Enquanto procuro uma nova aposta gastronômica na cidade, me deparo com a ameaça de um inimigo invisível ─ e potencialmente letal ─ que ronda os bares: o metanol. Até agora, o país registrou 24 casos de intoxicação após o consumo de bebidas alcoólicas, com 16 mortes notificadas, 5 delas confirmadas. Eu, assim como tantos outros apreciadores de bons drinks, me vi obrigado a suspender o álcool por algumas semanas, até que seja seguro voltar a brindar sem medo.
A combinação de vodca, licor de laranja, suco de cranberry (ou de limão) e gelo é praticamente um convite para a diversão: abre a noite, prepara o clima antes de um date, ou celebra a vida com os amigos.
Mas só de imaginar essa mistura se transformando em ácido fórmico dentro de mim, sinto-me capaz de fazer votos eternos de abstinência alcoólica. Pelo visto, esse ácido não está para brincadeira: compromete órgãos vitais e de quebra faz meu drink favorito se parecer uma roleta russa líquida.
Lei seca
No auge da minha abstinência, imposta pelo rigor da lei seca que meu próprio instinto de sobrevivência decretou, os bares se tornaram território inimigo.
Foi então que (re)descobri abrigo nos cafés, com sua atmosfera aconchegante, ao som de jazz de Coltrane ao fundo, e muitos cappuccinos acompanhados de tortas de limão e croissants amanteigados.
Trocar o álcool pelo açúcar talvez não tenha sido uma permuta das mais saudáveis, mas, pelo menos por ora, me pareceu a opção mais segura — e, convenhamos, mais doce também.
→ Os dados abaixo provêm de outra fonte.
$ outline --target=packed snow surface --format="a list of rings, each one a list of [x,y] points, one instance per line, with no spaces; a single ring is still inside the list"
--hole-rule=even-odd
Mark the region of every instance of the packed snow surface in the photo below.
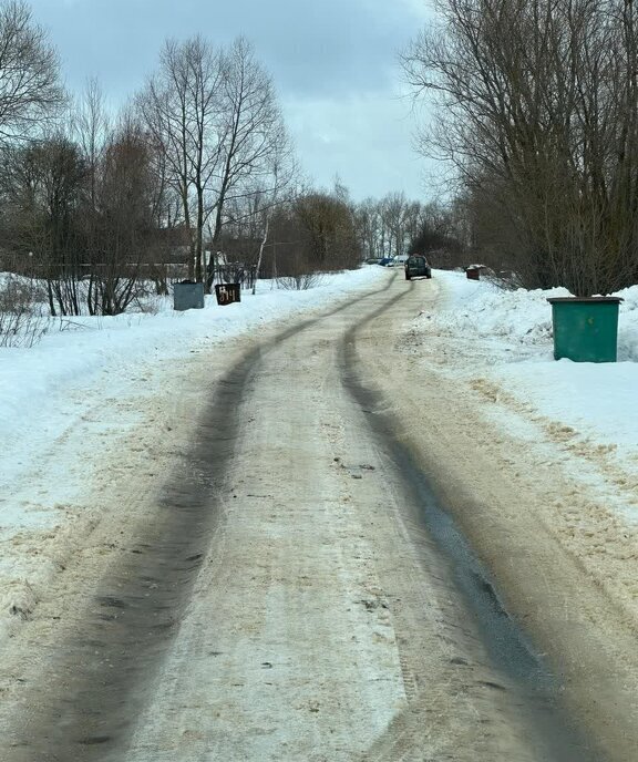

Diferente de uma mesa de bar, onde o garçom serve sistematicamente uma bebida atrás da outra, a luz baixa de um bistrô garante que a conversa (e o flerte) siga no mesmo tom, apenas com uma trilha sonora diferente. Trocar os clichês da música popular brasileira, em voz e violão, por composições de jazz não me parece nada mau.
Enquanto degusto um mocha com chocolate branco em uma típica noite fria, numa cidade úmida e estridente, vozes acaloradas e dissonantes ao meu redor debatem se a insistência em um flerte poderia (ou não) ser uma estratégia eficaz numa investida pelo Instagram, tipo um: “ei, sumido!”, ou, talvez, “nunca mais nos falamos desde a última vez que nos vimos, hen!”. Qual seria a sua opinião?
De volta ao passado
Como se não bastasse, nesse meio-tempo voltei a frequentar bancas de revista — hábito que havia se perdido nos anos 2000 com a minha inocência romântica, quando eu ainda ouvia Oasis nos meus headphones, lia jornal impresso e colecionava as icônicas revistas da MTV.
Folhear cada página durante o café da manhã aos domingos se tornou uma forma prazerosa (quase tanto quanto sexo antes do café da tarde) de garantir uma leitura tranquila, longe do desconforto e dos riscos de distração das telas.
Não raras vezes, eu me via obrigado a pensar em como um incidente nacional poderia me reconectar com outras possibilidades de ser eu mesmo.
Mas, afinal, o que realmente nos faz sentir quem somos? Uma crise, uma tragédia ou apenas o simples ato de nos perdermos em goles esfumaçantes e pensamentos dispersos?
Talvez a resposta esteja justamente em redescobrir o prazer nas pausas forçadas da vida, quando o caos externo nos obriga a desacelerar e olhar para dentro — ainda que seja entre uma xícara de um expresso amargo e o último acorde de um saxofone.